Lo que tiene la curiosidad
ACABO DE VER ‘Succession’, una serie recién estrenada por la HBO, y enseguida me ha venido a la cabeza ‘Nudo de víboras’, un libro de François Mauriac, publicado en 1932, que leí hace mucho mucho tiempo —no tanto, claro, como la lejana fecha de su edición— y que estos capítulos televisivos han disparado mis ganas de su relectura. Estas asociaciones más o menos extravagantes son la chispa que lleva en sí misma la curiosidad. Un ser curioso puede convertirse en un ser muy molesto que lo mismo encuentra su ruina que su salvación, en cada aventura que emprende. Es un estar constantemente en la cuerda floja vital, con éxtasis y desengaños recorriendo a toda velocidad las conexiones neuronales.
‘Succession’ lleva a ‘Nudo de víboras’, ‘Nudo de víboras’ lleva a Bernanos, Malraux y Gide, este último lleva al género autobiográfico que conecta con reflexiones sobre el ser social y el ser privado y, de pronto, entran unos impulsos tremendos de intentar entender bien a Nietszche y a Wittgenstein, como si de ese entendimiento dependiera algo, que no la vida, pero sí algo de la vida, algo raro, algo dentro de otra cosa, difícil, extraordinariamente atractivo.
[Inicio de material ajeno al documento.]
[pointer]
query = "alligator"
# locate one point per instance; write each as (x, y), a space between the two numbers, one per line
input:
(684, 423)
De ahí, como por arte de magia, la pulsión te traslada al cine. Y te dan palpitaciones con el asunto de las películas clásicas. Encuentras una que buscabas hacía demasiado tiempo, sin encontrar, debido a un goteo constante de la memoria en esta fuga a la que nos somete el tiempo, y es casi una fiesta. O es, completamente, una fiesta. Y resulta ser, también, oh casualidad brillante, de 1932, y quieres verla cuanto antes para descubrir de nuevo lo que en su día descubriste. Eso y más, porque ya pasaron años y muy probablemente poseas más nudos, no de víboras, esperemos, sino de conocimientos. La película es de Lubitsch, una joya poco reivindicada en favor de otras joyas, es verdad, pero que también merece su lugar. Se tituló en España ‘Remordimiento’ y en América ‘Broken Lullaby’. Está basada en la novela ‘The man I killed’ y es un poético alegato pacifista, repleto de imágenes simbólicas y estremecedoras y llenas de fuerza. El arranque del filme merece ser estudiado, recordado y analizado por todos aquellos que crean que el arte cambia cosas, infunde valores, empuja a pensar, a dudar y, como no, a curiosear.
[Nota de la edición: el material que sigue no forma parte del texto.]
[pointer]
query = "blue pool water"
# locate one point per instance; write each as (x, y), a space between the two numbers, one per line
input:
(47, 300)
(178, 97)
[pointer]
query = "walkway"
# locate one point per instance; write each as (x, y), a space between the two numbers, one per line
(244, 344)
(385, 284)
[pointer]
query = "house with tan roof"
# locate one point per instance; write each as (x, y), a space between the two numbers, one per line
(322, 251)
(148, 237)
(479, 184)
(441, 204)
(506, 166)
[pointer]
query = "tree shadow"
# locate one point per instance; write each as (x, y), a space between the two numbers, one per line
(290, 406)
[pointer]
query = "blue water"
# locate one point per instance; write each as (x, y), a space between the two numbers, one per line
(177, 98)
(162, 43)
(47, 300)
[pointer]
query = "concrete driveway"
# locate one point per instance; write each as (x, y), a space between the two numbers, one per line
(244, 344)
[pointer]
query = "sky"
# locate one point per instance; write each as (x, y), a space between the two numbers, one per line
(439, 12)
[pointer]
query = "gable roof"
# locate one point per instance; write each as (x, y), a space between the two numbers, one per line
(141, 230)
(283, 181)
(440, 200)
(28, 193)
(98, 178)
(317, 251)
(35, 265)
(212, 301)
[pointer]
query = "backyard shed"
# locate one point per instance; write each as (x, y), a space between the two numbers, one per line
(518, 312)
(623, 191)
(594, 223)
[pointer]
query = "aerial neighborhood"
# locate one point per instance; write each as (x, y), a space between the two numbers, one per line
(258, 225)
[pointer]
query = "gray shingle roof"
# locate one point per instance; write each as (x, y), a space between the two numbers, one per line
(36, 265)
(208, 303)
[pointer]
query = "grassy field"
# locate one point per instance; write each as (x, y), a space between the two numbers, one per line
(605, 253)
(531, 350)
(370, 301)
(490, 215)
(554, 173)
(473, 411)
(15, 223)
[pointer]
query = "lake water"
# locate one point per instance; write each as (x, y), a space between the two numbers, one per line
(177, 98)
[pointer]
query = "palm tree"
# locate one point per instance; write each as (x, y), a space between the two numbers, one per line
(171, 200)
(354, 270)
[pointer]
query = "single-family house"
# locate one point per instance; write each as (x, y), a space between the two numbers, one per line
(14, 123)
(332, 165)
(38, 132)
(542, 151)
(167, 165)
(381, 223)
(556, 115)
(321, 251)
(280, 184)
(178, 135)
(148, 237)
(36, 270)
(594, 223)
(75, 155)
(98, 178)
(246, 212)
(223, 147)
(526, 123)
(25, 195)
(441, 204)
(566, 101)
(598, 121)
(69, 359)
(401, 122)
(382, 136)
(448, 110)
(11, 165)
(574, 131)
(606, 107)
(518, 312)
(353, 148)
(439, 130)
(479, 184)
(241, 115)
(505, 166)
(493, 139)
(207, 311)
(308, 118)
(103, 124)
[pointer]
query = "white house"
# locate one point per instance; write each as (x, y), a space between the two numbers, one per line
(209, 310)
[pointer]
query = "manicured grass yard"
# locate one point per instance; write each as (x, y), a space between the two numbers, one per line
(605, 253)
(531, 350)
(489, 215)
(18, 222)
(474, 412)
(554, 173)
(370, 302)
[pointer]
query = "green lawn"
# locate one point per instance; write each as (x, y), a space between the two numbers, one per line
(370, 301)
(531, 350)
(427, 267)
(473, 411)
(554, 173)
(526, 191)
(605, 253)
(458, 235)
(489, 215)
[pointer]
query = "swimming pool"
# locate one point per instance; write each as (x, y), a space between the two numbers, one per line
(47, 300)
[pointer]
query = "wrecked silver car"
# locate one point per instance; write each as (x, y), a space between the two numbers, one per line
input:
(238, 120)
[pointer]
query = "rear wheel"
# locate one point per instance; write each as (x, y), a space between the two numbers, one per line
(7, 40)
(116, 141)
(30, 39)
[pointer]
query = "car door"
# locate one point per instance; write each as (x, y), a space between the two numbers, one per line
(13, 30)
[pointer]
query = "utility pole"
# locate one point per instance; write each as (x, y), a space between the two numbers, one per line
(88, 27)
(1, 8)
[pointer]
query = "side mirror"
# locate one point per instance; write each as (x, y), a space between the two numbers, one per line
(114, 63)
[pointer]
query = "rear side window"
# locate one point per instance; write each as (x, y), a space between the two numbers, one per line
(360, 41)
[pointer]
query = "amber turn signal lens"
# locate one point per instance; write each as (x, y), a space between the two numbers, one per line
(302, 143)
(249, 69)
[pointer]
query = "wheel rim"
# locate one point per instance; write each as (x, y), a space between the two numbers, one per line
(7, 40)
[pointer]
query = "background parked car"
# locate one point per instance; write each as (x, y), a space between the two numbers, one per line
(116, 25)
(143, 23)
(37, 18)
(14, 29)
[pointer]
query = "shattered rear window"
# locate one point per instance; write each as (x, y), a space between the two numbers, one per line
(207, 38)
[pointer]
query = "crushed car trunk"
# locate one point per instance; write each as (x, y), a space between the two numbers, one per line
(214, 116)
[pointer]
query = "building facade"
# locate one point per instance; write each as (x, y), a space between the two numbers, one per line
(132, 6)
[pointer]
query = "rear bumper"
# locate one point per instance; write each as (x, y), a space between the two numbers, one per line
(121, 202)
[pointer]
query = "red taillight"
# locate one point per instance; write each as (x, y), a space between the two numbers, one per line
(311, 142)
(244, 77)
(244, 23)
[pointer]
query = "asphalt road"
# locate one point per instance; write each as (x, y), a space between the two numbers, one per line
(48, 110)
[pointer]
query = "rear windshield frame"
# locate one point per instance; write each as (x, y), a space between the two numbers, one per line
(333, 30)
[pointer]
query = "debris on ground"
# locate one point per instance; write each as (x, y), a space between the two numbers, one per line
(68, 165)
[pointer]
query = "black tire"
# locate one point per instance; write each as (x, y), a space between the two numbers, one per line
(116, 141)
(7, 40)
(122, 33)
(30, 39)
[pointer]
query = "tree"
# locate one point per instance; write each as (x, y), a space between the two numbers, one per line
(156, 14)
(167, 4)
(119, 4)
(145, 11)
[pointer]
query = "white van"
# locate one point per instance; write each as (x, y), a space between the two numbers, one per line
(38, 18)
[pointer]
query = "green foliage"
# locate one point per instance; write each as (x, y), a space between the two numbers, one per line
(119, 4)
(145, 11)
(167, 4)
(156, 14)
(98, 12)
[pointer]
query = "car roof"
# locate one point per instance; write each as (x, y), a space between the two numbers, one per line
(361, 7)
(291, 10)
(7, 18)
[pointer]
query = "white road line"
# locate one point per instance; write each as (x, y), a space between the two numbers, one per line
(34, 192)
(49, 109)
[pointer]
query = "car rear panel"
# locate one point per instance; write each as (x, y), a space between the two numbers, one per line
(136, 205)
El protagonista toca, en un momento dado, un violín. Esa música lleva a otros terrenos atestados de puntos de conexión con otros y otros y otros puntos que crean una figura nueva. Resulta prácticamente imposible no precipitarse a averiguar lo que esa figura es. Lo que esa figura significa. Y una vez que se tenga claro, desaparecerá, se esfumará para inmediatamente formar otra, que querrás alcanzar y perderás después, como la primera, como la segunda, como todas.
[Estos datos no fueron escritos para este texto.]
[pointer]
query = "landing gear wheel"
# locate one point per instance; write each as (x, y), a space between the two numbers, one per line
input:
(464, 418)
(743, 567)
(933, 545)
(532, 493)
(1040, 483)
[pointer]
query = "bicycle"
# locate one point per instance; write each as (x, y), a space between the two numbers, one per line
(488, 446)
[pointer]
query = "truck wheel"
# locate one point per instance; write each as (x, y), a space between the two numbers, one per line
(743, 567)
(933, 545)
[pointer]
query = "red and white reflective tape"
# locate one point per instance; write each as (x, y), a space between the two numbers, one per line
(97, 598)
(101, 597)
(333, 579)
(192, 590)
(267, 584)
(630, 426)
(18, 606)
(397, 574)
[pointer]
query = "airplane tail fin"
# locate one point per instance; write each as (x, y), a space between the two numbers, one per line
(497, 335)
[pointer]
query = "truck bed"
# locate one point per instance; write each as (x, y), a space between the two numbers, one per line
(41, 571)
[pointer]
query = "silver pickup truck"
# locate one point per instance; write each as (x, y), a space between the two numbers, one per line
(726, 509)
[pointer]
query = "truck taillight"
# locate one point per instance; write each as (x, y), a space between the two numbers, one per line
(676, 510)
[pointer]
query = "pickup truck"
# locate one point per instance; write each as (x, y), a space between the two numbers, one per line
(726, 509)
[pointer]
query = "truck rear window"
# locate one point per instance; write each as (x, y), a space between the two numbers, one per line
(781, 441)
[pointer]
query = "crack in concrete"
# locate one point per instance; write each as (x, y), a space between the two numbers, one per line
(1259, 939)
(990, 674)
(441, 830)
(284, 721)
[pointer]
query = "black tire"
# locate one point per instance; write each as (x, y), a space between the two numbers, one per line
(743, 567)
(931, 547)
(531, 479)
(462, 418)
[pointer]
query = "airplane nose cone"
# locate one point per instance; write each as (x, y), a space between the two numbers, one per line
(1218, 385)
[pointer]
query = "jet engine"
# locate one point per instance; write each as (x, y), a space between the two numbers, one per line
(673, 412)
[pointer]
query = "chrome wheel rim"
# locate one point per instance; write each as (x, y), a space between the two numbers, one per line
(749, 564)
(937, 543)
La curiosidad conduce a los conceptos de infinitud y de riqueza, y al tiempo que se cierra un círculo se están abriendo multitud, cerca y lejos de ti. Esa idea de no acabarse nunca es sumamente sobrecogedora e inspiradora. Y tan reconfortante que te lleva a pensar que jamás, a pesar de los pesares, estaremos absolutamente solos.